High-Torque-Density Machines, Magnetic Differential (MagD) and Smart Drives for Electric and Hybrid Propulsion Integration
To achieve electric and hybrid propulsion integration, electric machines are one of the key components in electric vehicles and electric transportation. Both the radial/axial-flux permanent-magnet synchronous machines and the high-temperature superconducting synchronous machines will be actively investigated for advancing EVs and other electric transportation tools. Furthermore, by integrating the features of high efficiency, high reliability and robustness, the MagD can promisingly provide a brand-new solution to the vehicle differential system by exhibiting high control flexibility and high compactness. Finally, smart drive control is crucial for achieving the optimal performances of electric machines and MagD. Wireless motors, as a kind of brand-new power electronics drives, and their sensorless control scheme are proposed by integrating the wireless power transfer (WPT) technology for directly feeding the motor windings, which will be actively explored in this Centre.
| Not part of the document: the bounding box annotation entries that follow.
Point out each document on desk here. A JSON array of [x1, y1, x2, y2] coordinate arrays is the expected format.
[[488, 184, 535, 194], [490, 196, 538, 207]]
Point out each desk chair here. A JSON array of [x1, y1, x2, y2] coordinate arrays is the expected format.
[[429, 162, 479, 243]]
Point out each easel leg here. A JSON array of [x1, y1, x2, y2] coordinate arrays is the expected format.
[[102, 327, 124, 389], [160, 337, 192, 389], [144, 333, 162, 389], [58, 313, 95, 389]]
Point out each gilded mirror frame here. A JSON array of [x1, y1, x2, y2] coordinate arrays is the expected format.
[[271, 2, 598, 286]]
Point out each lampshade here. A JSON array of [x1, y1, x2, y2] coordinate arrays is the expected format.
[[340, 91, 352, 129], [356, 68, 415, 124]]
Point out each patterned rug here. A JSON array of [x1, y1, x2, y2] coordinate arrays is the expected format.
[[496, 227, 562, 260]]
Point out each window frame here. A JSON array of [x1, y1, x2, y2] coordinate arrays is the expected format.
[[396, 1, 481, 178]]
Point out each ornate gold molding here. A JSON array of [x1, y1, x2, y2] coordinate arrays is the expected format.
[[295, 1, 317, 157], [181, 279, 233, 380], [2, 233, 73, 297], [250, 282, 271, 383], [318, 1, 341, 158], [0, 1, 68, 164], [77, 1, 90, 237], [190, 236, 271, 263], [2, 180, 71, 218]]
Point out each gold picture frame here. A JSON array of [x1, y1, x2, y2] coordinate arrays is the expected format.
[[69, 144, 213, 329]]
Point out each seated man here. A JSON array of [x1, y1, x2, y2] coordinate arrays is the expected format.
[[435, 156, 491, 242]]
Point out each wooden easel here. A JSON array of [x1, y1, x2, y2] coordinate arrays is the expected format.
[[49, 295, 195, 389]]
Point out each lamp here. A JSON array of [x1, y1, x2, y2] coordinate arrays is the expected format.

Wireless Power Transfer Technologies, Wireless EV Energy Network (WEVEN) and Multistorey Charging Buildings
By embracing the emerging WPT technology, various wireless energy conversion schemes are newly developed for wireless charging, wireless lighting, wireless heating and wireless motoring. Besides, wireless energy encryption and magnetic field editing are combined by our group for wireless energy intellectualization in the wireless multi-input multi-output systems, thus shaping the magnetic field and guaranteeing the energy security for the open-access systems. Furthermore, by deploying wireless chargers, wireless energy exchangers and wireless energy routers along the traffic roads, regional EVs can be wirelessly networked for power interaction with power systems. Therefore, a WEVEN can be formed and reconfigurable for energy transmission and wireless energy trading in Energy Internet and smart cities. Finally, various charging infrastructures, such as multistorey charging buildings, will be explored while supporting various vehicle-to-X (vehicle, home, grid) operations and energy trading in the proposed Centre.
Autonomous EVs
By embracing computer vision and machine learning technologies, more accurate and swift image processing techniques can be developed for autonomous EVs to navigate roads and interact with other vehicles and pedestrians. Additionally, exploring cloud-based computing systems to enhance machine learning models and predict the behaviors of neighboring vehicles and pedestrians can improve real-time decision-making and reduce traffic accidents. Meanwhile, advanced Internet of Things (IoT) technology enables networked EVs to collect and analyze the real-time traffic data so as to optimize routes and avoid congestion, thereby improving the safety and efficiency of autonomous EVs. Furthermore, the development of intelligent energy management systems for regenerative braking, smart charging, and wireless charging will be explored to facilitate energy distribution optimization, extend battery cycle life and address key challenges related to energy sustainability.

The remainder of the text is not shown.